Touch-screen kiosks on streets with city information. Public-facing portal displaying city’s monetary data. 3-1-1 apps for non-emergency service requests.
A growing number of American cities are adopting these technologies to become more transparent, and friendlier. They want you to be able to easily access government information – from payroll and debt obligation to zoning codes. Their 3-1-1 systems are staffed with customer service reps to help you find out about city services, say, when to put out recycling.
Here are 5 such technology improving the livability of cities:
If you live in the Show-Me state and want to know how your state is managing its money, the data is one click away.
Missouri’s new public-facing portal, the Show-Me Checkbook, went live on Aug. 21.
Its designed to be a one-stop shop for residents looking to find the state’s monetary data such as payroll, debt obligations and cash flow.
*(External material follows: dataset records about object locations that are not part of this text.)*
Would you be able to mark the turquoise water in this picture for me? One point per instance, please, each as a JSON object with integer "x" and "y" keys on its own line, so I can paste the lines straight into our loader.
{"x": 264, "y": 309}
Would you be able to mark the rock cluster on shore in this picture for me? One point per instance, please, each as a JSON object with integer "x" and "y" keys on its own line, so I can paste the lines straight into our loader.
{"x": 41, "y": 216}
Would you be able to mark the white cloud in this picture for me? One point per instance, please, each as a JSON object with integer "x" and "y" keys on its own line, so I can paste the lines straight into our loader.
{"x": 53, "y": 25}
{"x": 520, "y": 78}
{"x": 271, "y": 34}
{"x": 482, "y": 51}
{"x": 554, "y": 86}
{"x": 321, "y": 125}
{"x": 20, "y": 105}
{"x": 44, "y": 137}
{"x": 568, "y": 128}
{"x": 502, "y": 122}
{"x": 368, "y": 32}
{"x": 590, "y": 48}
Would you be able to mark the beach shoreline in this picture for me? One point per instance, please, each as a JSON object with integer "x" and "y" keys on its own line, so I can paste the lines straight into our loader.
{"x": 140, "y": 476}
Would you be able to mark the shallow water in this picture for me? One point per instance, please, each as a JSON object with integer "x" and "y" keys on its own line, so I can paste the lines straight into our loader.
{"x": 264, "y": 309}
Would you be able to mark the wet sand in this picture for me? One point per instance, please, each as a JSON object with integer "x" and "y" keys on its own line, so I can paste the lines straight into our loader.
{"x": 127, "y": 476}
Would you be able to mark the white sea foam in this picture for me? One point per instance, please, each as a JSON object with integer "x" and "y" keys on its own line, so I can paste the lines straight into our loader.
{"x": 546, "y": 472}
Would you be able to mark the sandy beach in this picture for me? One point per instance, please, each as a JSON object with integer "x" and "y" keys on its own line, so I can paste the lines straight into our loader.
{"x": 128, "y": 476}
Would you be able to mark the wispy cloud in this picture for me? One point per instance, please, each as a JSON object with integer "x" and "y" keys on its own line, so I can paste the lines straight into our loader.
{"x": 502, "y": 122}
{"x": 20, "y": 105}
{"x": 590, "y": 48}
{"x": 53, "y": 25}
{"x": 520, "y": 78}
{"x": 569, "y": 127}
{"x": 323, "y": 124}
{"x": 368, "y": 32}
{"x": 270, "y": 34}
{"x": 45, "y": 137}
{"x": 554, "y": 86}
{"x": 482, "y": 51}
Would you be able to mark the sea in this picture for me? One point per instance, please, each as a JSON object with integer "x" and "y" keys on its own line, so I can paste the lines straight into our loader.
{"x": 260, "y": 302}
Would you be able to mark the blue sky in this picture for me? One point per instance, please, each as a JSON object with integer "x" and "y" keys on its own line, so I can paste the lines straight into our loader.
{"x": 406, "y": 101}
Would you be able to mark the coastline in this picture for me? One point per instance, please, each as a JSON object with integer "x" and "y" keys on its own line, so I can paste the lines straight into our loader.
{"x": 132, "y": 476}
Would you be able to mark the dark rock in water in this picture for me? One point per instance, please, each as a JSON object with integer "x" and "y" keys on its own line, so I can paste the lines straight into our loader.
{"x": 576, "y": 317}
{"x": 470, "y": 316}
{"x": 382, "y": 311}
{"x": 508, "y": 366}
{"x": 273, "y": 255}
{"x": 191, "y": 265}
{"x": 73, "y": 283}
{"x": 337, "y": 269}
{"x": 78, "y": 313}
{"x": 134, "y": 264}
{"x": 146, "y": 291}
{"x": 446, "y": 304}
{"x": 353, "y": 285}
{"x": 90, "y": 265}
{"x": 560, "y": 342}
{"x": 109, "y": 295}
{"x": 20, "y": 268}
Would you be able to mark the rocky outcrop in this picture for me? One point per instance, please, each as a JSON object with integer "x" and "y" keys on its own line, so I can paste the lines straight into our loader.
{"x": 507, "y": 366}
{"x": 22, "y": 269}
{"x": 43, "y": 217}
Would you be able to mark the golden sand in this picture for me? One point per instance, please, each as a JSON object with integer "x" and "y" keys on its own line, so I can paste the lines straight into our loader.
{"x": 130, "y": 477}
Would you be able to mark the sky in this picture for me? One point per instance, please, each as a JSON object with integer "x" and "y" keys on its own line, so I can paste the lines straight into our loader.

It’s populated by more than 20 million data points, with roughly 10,000 new data points added each day.
Prior to the launch, Missouri’s financial data was hard to find and analyze. In fact, the state received a D+ grade for financial transparency from the Public Interest Research Group in April of 2018. The nonprofit advocate also rated the state as “lagging” in online access to agency spending data and ranked it tied with Maine in 39th place.
“Unfortunately, in the past, the state has not provided adequate tools for accessing information about state finances,” State Treasurer Eric Schmitt said.
“Missourians have a right to see how their money is being spent and managed in Jefferson City and Show-Me Checkbook lets them do just that.”
Smart Kiosks on the Streets
Kansas City and New York City have them.
Now St. Louis, Mo. and Aurora, Ill., are looking to install them on their streets – these 6 to 7 feet tall, smart touch-screen kiosks.
If you are new to the city, they could very helpful. They offer free Wi-Fi, directions to local businesses and tourist attractions, public transit maps and emergency alerts.
In addition, they monitor traffic congestion and air pollution.
In New York City, the LinkNYC kiosks – that replaced the old phone booths – is set to add bus arrival times to 29 kiosks in Brooklyn, with the service set to soon expand to the remaining 1,700 kiosks in the other boroughs.
The high-speed kiosks, which have Wi-Fi connectivity and allow users to charge their phones, make calls and download music or movies for free, will soon be installed in Downtown Newark NJ.
“From voter registration to healthcare enrollment, and now with real-time bus information on Brooklyn kiosks, LinkNYC has once again proven to be more than just fast and free Wi-Fi,” said Samir Saini, New York City’s IT Commission and Chief Information Officer.
3-1-1 is not new.
But it’s getting makeovers with new technology.
An easy-to-remember number, 3-1-1 connects citizens with customer services rep who help with requests for non-emergency city services and information. For example, when citizens want to know when to put out recycling or alternate-side parking information, they often call their city’s 3-1-1 for information.
Many cities such as Pittsburgh, Boston and Los Angeles launched 3-1-1 apps in recent years with enhanced services including bill paying capability. In Boston, the system uses a computer model that takes a description of the citizen’s issue and suggests case types that are most likely to fit that description – making it easier to submit requests.
Baltimore was the first city to launch 3-1-1 for non-emergency policy services in 1996, with the help of a $300,000 federal grant. The following year, the Federal Communications Commission made the number available to police departments in other cities with the idea of relieving congestion on 9-1-1 circuits.
Today, more than 200 US cities have 3-1-1 in place.
The sophisticated systems now use 311 data not just to deploy services but also to measure their own performance and make crucial budget and policy decisions.
Imagine a city passageway that’s busy with foot and bike traffic during morning and evening rush hours.
But in the quiet afternoon hours, it transforms into a children’s play space.
On weekends, its rejigged for a block party or even a basketball game.
That scenario is possible, if Dynamic Street – a prototype paver – pans out.
Being developed by Carlo Ratti Associati (CRA) alongside Sidewalk Labs — subsidiary of Google parent company Alphabet, the modular system holds much promise with it hexagonal pavers designed to be easily moved around, “within hours or minutes,” according to the companies, during different time of the day for different purposes.
“The Dynamic Street creates a space for urban experimentation,” said Ratti, who also serves as the director of the Senseable City Lab at the Massachusetts Institute of Technology, has told media. “With this project, we aim to create a streetscape that responds to citizens’ ever-changing needs.”
Local zoning codes aren’t easy to understand.
It could take a lot of time and effort to figure out the zoning codes of a particular jurisdiction if, say, a developer is looking to build a mixed-use project, or a policymaker wants to know the impact of a policy change.
idevelop.city is trying to help.
The California startup has digitized the zoning codes of 17 cities including Los Angeles and Austin, Texas, according to media reports.
The resulting interactive maps are easy to navigate, where users can customize their requests to see specific types of zones. Since the solution is aimed mostly at real estate developers, the company doesn’t charge cities for the digitization or the use of their software.